Les représentations sociales des enseignants concernant la fonction identitaire de l’enseignement de l’histoire.

Ouverture

Vous êtes enseignant (e) d’histoire et éducation à la citoyenneté ici, à l’école... et vous avez accepté de participer à cette recherche sur les pratiques enseignantes en histoire et éducation à la citoyenneté au deuxième cycle du secondaire.

Votre participation à cette recherche nous permettra de mieux comprendre les liens qui existent entre le programme de formation et l’enseignement réel de l’histoire en ce qui concerne l’identification à la nation.

Les propos échangés aujourd’hui sont confidentiels. Je serai le seul à avoir accès à ces données. Un nom fictif vous sera assigné, votre école et la commission scolaire au sein de laquelle elle se situe ne seront pas identifiées et il sera impossible pour quiconque lisant la thèse de vous identifier personnellement.

Avez-vous déjà participé à une entrevue de ce type ?

Je vais vous poser des questions ouvertes sur les finalités que vous poursuivez dans votre enseignement de l’histoire. Vos opinions, vos croyances, vos valeurs et vos intentions sont sollicitées dans vos réponses. Sentez-vous à l’aise de répondre de la façon qui vous convient le mieux. Il se peut que je vous pose de temps à autre des sous-questions, afin de m’assurer que j’ai bien saisi votre réponse.

Consentez-vous à l’enregistrement de notre entretien ?

Questions principales

    1. Quelles devraient être les finalités de l’enseignement de l’histoire selon vous ?

    2. Est-ce que le programme de formation actuellement en vigueur correspond à ces finalités ?

    3. En pratique, comment travaillez-vous à atteindre ces finalités ?

    4. Avez-vous suivi le débat sur l’enseignement de l’histoire du Québec dans les médias au cours des derniers mois ?

    5. Qu’en pensez-vous ?

    6. Est-ce que les arguments avancés par l’un ou l’autre des participants au débat vous ont incité à remettre en question certaines de vos pratiques ?

    7. Durant ce débat, il a fréquemment été question de la transmission de l’histoire nationale. Croyez-vous que l’enseignement de l’histoire joue un rôle dans la transmission du passé et des valeurs nationales ?

    8. Qu’est-ce qu’une nation selon vous ?
Est-ce que le Québec forme une nation selon vous ? Pourquoi?

    9. Est-ce que l’enseignement de l’histoire devrait avoir comme objectif de contribuer à la transmission du passé et des valeurs de la nation ? Pourquoi ?

    10. Dans les faits, croyez-vous que l’enseignement de l’histoire contribue à la transmission du passé et des valeurs de la nation ? Pourquoi ?

    11. Considérez-vous que votre pratique enseignante est influencée par l’idée de créer un certain attachement à la nation chez l’élève ? Pourquoi ?

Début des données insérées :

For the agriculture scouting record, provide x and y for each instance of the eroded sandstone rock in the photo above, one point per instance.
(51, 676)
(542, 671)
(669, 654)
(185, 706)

    12. Si vous avez enseigné l’histoire au deuxième cycle du secondaire avant l’implantation du programme actuel, est-ce que le nouveau programme vous a incité à apporter des changements à votre enseignement ? Précisez.

    13. Quels sont les facteurs les plus importants qui influencent votre enseignement ?

Clôture

14. Aimeriez-vous ajouter quelque chose ?

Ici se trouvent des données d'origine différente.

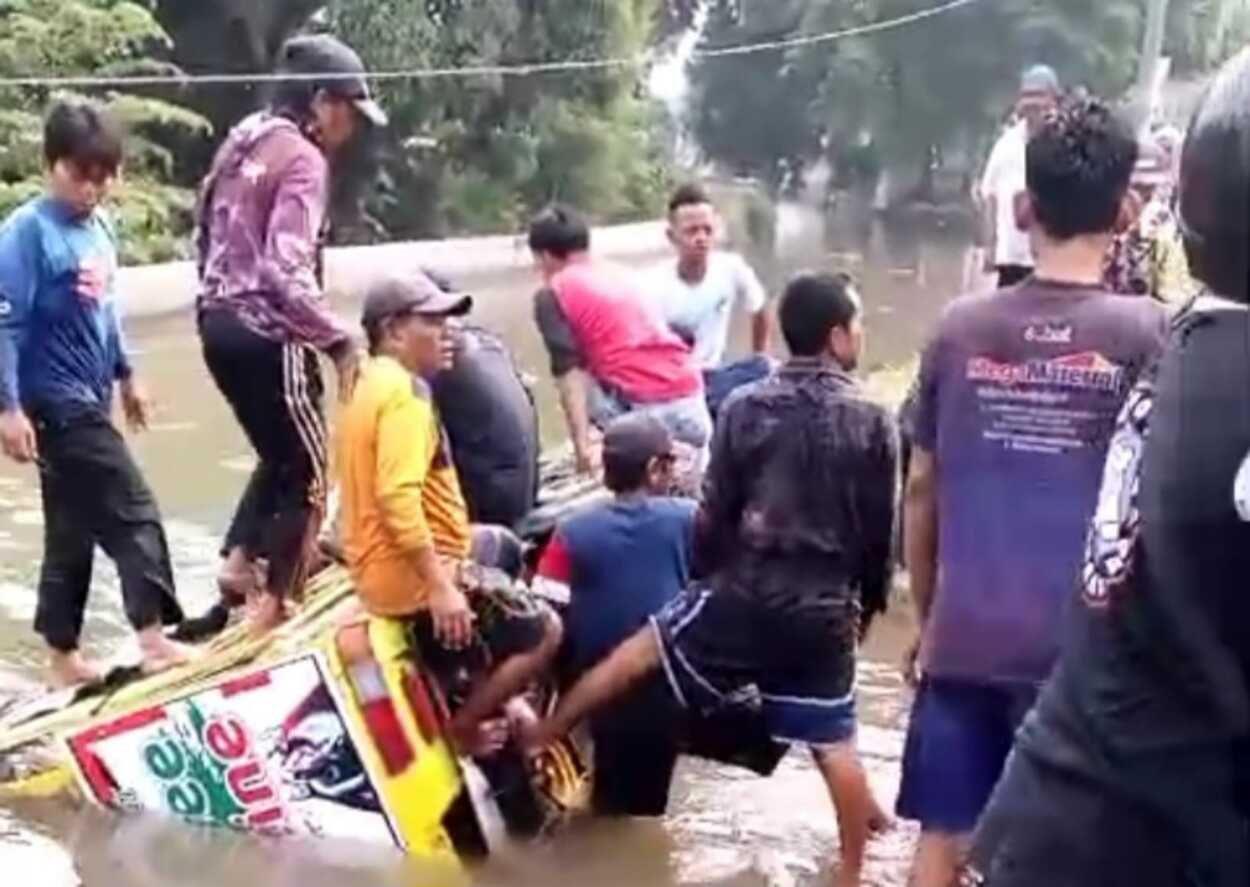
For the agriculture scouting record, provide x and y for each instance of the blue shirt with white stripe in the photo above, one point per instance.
(60, 349)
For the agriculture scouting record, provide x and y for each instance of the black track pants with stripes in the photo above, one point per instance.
(275, 391)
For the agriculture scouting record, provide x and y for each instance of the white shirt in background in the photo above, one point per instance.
(703, 311)
(1004, 179)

15. Y a-t-il une question que vous auriez aimé que je vous pose ?

16. Êtes-vous satisfait de notre entretien ?

Remerciements

Je tiens à vous remercier vivement de votre disponibilité pour cet entretien et d’avoir partagé avec moi votre vision de la situation. Elle me sera indispensable pour décrire les divers éléments des pratiques enseignantes en histoire et éducation à la citoyenneté au Québec.